How to avoid a 'Santa fail' photo this year
You know the scene: It's a crowded day at the shopping mall, or maybe there's a bustling line to see Santa Claus at your favorite community celebration. A parent manages to coax, or force, a child to sit on his knee then three, two, one ... total meltdown. Tears streaming, feet kicking, top-of-the-lungs screaming outburst. The child and caregiver leave, frustrated, and with a less-than-angelic looking Kodak moment.
Anyone is prone to this experience, but there are ways to make it manageable, local early childhood experts say.
"I think the main thing is that [kids] have to be prepared ahead of time," said Amy Mandel, a special education teacher for the Crosby Elementary Preschool in Pittsfield, Mass.
"Especially if you're going to the mall, let them know they're going to have to stand in line. You can discuss what does [Santa] look like and what you can ask him," said Mandel. "You can also give them some options. For example, some kids might not sit on Santa's lap — it shouldn't be forced upon them — but it's also OK to just stand next to him. It's all about their comfort level."
Sue o LeBlond, early education outreach specialist for Windham Child Care Association in Brattleboro, Vt., agreed that experiences shouldn't be pushed on a child with the expectation that they have to like it.
"I think the most important thing is to remember to make sure it stays fun and engaging, and to adjust as soon as the child shows signs of stress," said LeBlond. "Those negative experiences a child can have can last a long time. It stays in their memory, and they could have an adverse reaction for the next year. For me personally, I wouldn't suggest talking it up, but rather letting it unroll naturally.
"The biggest thing," she said, "is really not to force it. That's just going to backfire."
Both Mandel and LeBlond said once at the venue where the child will be meeting St. Nick, it's important to explain to them that, because they're being accompanied by a parent, grandparent, or caregiver, it's a safe situation to be meeting, essentially, this stranger to them.
"But you still want them to be leery of strangers, in my opinion," Mandel said. "So, you have to explain to them that this is a controlled, safe situation, and that, if you want to, you can talk to Santa, and if you don't, that's OK. Some kids are going to run and jump up into his lap and other kids are going to be scared."
The educators said doing a trial run can be helpful. For example, if you're at the mall, do a simple walk by and watch how the child reacts. Does she express a natural curiosity? Does he avoid getting too close? Does the child have any questions?

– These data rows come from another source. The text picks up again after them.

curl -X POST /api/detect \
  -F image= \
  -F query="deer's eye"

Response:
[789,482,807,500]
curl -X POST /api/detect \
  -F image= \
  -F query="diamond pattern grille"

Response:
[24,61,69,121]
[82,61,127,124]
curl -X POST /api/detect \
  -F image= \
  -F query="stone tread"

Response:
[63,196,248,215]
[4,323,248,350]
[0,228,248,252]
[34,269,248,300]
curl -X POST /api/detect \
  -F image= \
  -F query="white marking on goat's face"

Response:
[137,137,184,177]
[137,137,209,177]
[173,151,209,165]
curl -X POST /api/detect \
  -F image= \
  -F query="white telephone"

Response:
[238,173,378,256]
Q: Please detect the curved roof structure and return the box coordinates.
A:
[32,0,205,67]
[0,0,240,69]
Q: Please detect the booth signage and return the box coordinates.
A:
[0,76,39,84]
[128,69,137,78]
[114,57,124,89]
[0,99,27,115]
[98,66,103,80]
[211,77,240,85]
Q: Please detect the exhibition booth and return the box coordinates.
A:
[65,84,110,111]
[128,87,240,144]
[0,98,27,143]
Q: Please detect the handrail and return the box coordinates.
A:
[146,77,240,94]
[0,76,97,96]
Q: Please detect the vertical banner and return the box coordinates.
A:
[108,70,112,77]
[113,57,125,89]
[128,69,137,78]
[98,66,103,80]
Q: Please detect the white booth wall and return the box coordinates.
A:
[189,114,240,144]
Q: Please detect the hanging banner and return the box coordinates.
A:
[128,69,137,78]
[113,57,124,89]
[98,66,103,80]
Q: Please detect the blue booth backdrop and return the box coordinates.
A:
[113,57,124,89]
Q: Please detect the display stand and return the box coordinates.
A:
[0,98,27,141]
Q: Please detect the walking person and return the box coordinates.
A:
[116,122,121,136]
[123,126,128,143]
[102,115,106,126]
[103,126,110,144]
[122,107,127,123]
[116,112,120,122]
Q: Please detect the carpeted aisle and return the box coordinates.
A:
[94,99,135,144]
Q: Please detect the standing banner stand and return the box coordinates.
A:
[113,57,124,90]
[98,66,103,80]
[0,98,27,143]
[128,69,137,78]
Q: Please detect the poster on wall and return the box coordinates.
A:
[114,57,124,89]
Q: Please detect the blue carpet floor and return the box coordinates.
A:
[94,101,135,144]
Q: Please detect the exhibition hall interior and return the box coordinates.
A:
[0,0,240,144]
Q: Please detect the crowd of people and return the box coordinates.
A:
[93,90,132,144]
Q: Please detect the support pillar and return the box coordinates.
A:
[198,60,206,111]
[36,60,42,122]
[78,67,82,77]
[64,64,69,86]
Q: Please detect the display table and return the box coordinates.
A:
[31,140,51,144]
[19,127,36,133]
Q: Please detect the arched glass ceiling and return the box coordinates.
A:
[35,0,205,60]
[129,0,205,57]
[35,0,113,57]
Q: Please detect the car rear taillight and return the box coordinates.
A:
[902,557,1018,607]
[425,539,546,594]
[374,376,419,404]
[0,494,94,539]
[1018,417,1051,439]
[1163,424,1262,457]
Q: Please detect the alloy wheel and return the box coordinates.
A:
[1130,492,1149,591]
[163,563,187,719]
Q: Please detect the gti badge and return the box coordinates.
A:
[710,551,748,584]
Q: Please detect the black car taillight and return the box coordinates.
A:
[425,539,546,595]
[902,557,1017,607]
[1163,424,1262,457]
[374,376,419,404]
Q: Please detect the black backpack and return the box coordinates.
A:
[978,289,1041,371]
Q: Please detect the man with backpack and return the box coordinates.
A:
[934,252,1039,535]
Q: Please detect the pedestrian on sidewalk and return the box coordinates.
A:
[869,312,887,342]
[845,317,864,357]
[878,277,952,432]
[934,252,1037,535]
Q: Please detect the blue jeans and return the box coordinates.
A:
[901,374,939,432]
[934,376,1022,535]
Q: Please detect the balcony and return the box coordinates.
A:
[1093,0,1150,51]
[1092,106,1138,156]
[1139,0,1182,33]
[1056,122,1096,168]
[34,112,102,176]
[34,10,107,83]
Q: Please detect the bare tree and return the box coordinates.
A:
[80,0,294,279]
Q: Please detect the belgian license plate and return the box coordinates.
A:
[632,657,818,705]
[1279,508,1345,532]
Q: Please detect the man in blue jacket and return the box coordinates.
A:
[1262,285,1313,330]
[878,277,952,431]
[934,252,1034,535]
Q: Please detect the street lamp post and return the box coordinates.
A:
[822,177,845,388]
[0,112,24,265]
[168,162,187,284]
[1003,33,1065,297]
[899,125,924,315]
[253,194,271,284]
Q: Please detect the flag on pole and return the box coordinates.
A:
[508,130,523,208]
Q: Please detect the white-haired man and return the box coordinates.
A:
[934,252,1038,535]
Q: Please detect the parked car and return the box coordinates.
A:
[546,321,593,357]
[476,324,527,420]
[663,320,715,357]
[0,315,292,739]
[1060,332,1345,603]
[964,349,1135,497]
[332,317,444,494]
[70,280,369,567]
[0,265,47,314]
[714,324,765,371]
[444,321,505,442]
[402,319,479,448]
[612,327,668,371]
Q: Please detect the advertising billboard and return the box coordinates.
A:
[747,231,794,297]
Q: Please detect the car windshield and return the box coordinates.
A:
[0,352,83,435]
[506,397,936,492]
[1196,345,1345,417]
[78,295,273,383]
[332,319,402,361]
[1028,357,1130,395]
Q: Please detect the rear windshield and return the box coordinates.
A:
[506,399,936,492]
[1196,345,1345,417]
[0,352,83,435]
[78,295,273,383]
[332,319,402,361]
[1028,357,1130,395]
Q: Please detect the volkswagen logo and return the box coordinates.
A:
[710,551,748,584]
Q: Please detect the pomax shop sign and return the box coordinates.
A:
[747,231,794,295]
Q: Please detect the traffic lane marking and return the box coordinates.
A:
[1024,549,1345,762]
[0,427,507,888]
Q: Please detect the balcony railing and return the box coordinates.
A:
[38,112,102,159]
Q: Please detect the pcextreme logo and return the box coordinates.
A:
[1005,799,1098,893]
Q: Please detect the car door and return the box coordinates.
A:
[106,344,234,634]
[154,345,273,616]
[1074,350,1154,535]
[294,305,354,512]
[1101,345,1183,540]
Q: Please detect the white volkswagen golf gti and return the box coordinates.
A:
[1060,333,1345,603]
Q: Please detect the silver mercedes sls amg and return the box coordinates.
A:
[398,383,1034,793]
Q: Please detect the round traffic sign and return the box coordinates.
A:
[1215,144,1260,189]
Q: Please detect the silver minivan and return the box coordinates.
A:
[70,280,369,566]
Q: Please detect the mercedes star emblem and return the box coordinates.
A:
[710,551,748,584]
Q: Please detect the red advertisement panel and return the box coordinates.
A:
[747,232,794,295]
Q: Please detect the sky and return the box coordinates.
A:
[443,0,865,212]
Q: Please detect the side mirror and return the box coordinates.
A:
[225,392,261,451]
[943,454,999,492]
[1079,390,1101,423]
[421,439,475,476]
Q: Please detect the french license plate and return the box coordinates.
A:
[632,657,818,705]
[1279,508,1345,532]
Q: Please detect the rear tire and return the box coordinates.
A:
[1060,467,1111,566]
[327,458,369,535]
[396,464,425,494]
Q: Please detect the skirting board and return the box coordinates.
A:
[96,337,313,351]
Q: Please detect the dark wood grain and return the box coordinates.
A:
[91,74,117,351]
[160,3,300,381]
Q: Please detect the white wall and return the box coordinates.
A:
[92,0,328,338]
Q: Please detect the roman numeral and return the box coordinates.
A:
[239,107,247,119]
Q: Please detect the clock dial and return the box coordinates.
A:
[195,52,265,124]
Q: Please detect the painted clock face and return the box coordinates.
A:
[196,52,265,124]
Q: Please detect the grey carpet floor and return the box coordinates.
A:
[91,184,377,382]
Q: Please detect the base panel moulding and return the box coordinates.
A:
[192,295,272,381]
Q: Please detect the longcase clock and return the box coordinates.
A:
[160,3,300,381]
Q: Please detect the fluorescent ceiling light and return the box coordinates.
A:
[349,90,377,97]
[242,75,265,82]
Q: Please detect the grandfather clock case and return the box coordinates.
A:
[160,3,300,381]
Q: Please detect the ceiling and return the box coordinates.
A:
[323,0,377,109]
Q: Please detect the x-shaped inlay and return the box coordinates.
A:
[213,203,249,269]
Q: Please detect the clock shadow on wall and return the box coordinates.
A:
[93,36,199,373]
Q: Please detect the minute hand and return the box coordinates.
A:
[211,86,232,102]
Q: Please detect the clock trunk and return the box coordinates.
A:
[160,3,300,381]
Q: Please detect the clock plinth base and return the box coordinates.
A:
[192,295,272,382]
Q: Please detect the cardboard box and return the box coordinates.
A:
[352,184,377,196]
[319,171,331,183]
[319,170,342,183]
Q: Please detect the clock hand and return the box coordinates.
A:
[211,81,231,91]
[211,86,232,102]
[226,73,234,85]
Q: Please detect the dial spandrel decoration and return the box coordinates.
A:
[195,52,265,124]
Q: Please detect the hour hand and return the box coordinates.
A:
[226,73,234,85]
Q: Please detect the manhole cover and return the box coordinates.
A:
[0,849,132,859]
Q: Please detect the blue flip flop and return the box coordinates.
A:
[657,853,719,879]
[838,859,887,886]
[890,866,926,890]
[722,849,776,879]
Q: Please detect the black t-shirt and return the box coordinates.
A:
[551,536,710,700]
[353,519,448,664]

LeBlond noted, "Hopefully, parents and caregivers have a real sense of their kids and can read them well."
Another approach is to let the child watch other children approach Santa Claus, and talk about their observations of the interactions and listen for whether the child has any hesitations. If so, ask more about why they feel that.
"We can ask them, 'Are you feeling scared? Is this overwhelming for you?' Letting them know they're safe in this situation is important," LeBlond said.
It's also important for caregivers to be mindful not only of how the child reacts to Santa, but also the holiday environment, which can also be crowded and noisy, or have lots of moving and blinking decorations, which may result in sensory overload.
Take your time and watch for cues in this case, too. Accompany the child, if necessary, to avoid the shriek-inducing scene that the children in "A Christmas Story" had with a department store Santa and his grumpy elves.
If, during the visit with Santa, the child grows agitated, upset or fearful, the grown-ups involved in the situation should maintain a calm demeanor and even tone. No yelling or pleading.
"If it continues to escalate, it's the responsibility of the adult to respect the kid's feelings," said LeBlond.
You can always walk away and come back, or try it another day after talking about it some more.
In contrast, some kids may go gaga for Father Christmas, and may not want to leave without handing him their wish list and having him check it twice.
LeBlond offers advice on that: "Talk to them about going up there with three clear ideas, because Santa doesn't like greedy kids."
Visiting Santa can also be an opportune time for kids to practice etiquette, saying "please," "thank you" and social gestures like eye contact and shaking hands and taking turns in line.
"The more conversation you can have about it, the better the outcomes," LeBlond said.
"Again, the main thing is to be prepared, and that goes for anything, not even just Santa. It's for anything," Mandel said. "Adults don't like having things just thrown at them either."